Cyber Threat Specialist (Blue Team)

Cyber Threat Specialist (Blue Team)

Shift Pattern:

Standard 40 Hour Week (United Kingdom)

Scheduled Weekly Hours:

40

Corporate Grade:

E - Associate

Reporting Line:

(UK Division) Information Technology

Location:

UK-London

Worker Type:

Permanent

Overall Purpose of Role

The Cyber Threat Specialist works in the Threat Detection & Response Team which focuses on defensive cyber security services to the LME and LME Clear. Working closely with peers within the Information Security function and stakeholders across the wider group, they will define and deliver a modern and effective defensive cyber security capability.

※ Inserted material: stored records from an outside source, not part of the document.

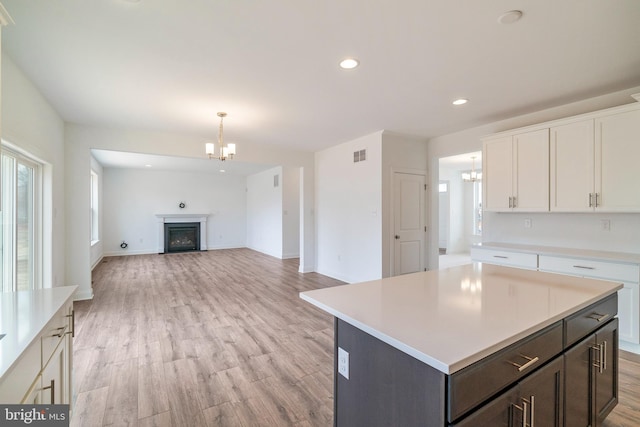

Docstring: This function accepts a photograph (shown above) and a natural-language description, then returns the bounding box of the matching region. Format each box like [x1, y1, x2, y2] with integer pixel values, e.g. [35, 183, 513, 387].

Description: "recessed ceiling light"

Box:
[498, 10, 522, 24]
[340, 58, 360, 70]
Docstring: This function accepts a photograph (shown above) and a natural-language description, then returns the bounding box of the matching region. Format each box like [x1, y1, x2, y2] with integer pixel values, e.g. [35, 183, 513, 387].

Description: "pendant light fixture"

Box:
[205, 112, 236, 162]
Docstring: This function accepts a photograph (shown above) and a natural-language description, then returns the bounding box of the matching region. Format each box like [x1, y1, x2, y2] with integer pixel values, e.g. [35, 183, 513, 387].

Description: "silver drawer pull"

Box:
[587, 313, 611, 322]
[51, 325, 67, 338]
[509, 354, 540, 372]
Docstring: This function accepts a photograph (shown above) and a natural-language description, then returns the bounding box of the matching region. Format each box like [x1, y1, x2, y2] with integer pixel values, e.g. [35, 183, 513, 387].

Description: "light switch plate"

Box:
[338, 347, 349, 379]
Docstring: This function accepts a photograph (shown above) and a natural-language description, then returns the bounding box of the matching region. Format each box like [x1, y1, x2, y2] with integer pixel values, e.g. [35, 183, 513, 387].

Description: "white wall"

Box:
[282, 167, 302, 258]
[2, 54, 65, 287]
[102, 168, 246, 256]
[315, 132, 382, 282]
[428, 87, 640, 268]
[247, 166, 283, 258]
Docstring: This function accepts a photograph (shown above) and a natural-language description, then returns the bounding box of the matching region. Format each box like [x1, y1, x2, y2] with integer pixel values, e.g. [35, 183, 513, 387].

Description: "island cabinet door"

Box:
[565, 318, 618, 427]
[451, 356, 564, 427]
[592, 318, 618, 426]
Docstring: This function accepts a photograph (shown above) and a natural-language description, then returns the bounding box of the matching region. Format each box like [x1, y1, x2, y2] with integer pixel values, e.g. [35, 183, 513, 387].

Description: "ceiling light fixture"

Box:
[498, 10, 522, 24]
[340, 58, 360, 70]
[205, 112, 236, 162]
[462, 156, 482, 182]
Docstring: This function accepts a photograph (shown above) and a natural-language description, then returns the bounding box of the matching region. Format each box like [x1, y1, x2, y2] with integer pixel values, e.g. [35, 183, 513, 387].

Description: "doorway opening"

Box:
[438, 151, 482, 268]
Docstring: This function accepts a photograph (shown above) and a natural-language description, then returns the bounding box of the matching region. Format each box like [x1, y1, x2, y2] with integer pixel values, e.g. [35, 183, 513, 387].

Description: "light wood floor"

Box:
[71, 249, 341, 427]
[71, 249, 640, 427]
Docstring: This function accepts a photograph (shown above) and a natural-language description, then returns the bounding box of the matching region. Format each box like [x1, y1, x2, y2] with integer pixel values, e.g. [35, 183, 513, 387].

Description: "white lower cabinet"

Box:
[471, 247, 640, 344]
[471, 247, 538, 270]
[0, 301, 74, 404]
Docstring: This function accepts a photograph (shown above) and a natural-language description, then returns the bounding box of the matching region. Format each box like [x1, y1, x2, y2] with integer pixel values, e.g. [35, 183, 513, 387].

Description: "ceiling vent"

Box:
[353, 150, 367, 163]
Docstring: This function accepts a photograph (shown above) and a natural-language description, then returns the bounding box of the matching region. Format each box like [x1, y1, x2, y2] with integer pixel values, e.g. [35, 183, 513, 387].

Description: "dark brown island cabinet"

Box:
[334, 294, 618, 427]
[301, 264, 622, 427]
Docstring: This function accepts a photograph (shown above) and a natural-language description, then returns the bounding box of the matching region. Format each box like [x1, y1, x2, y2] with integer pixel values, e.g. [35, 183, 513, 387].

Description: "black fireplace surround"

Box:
[164, 222, 200, 253]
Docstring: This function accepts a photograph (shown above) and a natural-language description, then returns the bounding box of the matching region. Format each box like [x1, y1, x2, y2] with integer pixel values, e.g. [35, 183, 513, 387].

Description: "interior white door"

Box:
[393, 172, 426, 275]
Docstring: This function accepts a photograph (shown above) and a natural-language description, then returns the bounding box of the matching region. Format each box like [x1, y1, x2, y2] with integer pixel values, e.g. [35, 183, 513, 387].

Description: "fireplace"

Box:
[164, 222, 200, 253]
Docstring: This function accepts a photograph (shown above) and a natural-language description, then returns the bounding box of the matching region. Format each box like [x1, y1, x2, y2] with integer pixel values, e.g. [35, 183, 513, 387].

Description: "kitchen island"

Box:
[300, 263, 622, 427]
[0, 286, 78, 404]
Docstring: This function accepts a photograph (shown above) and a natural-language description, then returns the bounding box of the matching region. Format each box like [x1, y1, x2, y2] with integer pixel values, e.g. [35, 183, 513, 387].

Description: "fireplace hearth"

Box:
[164, 222, 200, 253]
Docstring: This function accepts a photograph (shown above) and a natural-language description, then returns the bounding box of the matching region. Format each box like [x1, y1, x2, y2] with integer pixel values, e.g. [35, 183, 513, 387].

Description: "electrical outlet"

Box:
[338, 347, 349, 379]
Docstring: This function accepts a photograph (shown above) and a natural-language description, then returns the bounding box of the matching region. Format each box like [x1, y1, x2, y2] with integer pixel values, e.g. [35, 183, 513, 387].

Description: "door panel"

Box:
[393, 172, 426, 275]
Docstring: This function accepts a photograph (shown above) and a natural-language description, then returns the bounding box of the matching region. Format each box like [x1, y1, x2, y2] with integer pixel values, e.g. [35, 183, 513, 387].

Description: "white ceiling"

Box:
[0, 0, 640, 157]
[439, 151, 482, 171]
[91, 149, 276, 176]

The role will primarily focus on defensive security disciplines (detection engineering, incident handling, investigation and forensics, SOAR automation, threat hunting, threat intelligence). The successful candidate should have a minimum of 3 years of experience in hands-on defensive security operations and up to date knowledge of attacker TTPs. The successful candidate will work closely with IT Engineering, Security Engineering, and Infrastructure teams to ensure that security controls are effectively implemented and maintained across LME’s platforms.

Key Responsibilities

Detection Engineering

• Design, implement, and validate high-fidelity detection and response rules.
• Lead the testing of rules against detection frameworks and support the continuous optimisation and recertification of existing detection content.

Incident Response

• Lead and/or support investigations across host, identity, email, SaaS, and cloud workloads.
• Support forensic and investigation work as needed, including malware analysis.
• Participate in on-call duties and after-hours support for incident escalations.

Security Engineering & Automation

• Assist in the deployment and maintenance of security tools and platforms (e.g., DLP, E-Mail Security, Endpoint Protection, SIEM, SOAR, WAF).
• Develop and support the automation of security tools, configuration, and updates using scripting (e.g. Bash, Python, PowerShell).

Threat Hunting

• Lead threat hunting exercises based on defined threat models and specific attack scenarios.
• Perform analysis of existing data to identify anomalous patterns and convert findings into new detections / control enhancements.
• Participate in Blue/Purple/Red Team testing, identifying gaps/weaknesses in monitoring capabilities and recommend/implement changes.

Threat Intelligence

• Operationalise threat intel (ISACs, OSINT) into detections, hunts, and control enhancements.
• Review emerging threat intelligence and produce concise advisories as needed.
• Stay up to date with current and emerging trends that represent a threat to the LME.

Threat Triage

• Escalation point for junior analysts to ensure timely triage of alerts from the SIEM/SOAR platform.
• Support the MSSP by maintaining and improving triage runbooks to help reduce MTTD/MTTR.

Qualifications Required

• University degree in Computer Science, Information Management, or related field, or equivalent experience.
• Desirable: One of, or similar to, the following professional qualifications: GIAC (GCIA, GCDA, GCFA, GCIH, GSOC, etc.), Microsoft (SC-200, AZ-500), Security Blue Team (BTL2).
• Desirable: Demonstrable activity on GitHub showing code / tools development.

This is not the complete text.